Towards FAIR protocols and workflows: The OpenPREDICT case study

It is essential for the advancement of science that scientists and researchers share, reuse and reproduce workflows and protocols used by others. The FAIR principles are a set of guidelines that aim to maximize the value and usefulness of research data, and emphasize a number of important points regarding the means by which digital objects are found and reused by others. The question of how to apply these principles not just to the static input and output data but also to the dynamic workflows and protocols that consume and produce them is still under debate and poses a number of challenges. In this paper we describe our inclusive and overarching approach to apply the FAIR principles to workflows and protocols and demonstrate its benefits. We apply and evaluate our approach on a case study that consists of making the PREDICT workflow, a highly cited drug repurposing workflow, open and FAIR. This includes FAIRification of the involved datasets, as well as applying semantic technologies to represent and store data about the detailed versions of the general protocol, of the concrete workflow instructions, and of their execution traces.
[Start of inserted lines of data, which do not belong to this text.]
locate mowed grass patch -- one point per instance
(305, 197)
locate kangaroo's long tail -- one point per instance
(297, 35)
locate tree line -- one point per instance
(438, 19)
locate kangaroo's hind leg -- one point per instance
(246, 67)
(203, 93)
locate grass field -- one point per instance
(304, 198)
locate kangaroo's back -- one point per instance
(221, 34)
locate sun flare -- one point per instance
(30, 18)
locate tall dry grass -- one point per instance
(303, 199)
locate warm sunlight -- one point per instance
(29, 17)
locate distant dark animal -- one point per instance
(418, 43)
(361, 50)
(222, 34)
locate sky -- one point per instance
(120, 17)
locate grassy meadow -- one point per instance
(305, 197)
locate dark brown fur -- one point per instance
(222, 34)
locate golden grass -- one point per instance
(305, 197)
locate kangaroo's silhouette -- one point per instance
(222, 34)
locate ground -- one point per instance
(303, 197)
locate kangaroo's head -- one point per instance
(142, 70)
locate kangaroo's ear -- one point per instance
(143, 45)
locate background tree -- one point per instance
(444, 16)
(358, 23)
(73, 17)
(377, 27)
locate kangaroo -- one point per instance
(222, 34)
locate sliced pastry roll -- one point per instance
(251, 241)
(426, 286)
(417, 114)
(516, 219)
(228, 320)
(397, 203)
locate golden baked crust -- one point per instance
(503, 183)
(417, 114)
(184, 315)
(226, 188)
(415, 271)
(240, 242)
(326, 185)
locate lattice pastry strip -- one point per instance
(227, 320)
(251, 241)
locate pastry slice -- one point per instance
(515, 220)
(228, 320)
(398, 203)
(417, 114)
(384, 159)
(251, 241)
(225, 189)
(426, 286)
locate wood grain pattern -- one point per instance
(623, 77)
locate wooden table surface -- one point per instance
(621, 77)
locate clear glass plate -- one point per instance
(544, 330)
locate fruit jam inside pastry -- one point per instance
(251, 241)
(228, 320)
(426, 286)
A semantic model was proposed to better address these specific requirements and were evaluated by answering competency questions. This semantic model consists of classes and relations from a number of existing ontologies, including Workflow4ever, PROV, EDAM, and BPMN. This allowed us then to formulate and answer new kinds of competency questions. Our evaluation shows the high degree to which our FAIRified OpenPREDICT workflow now adheres to the FAIR principles and the practicality and usefulness of being able to answer our new competency questions.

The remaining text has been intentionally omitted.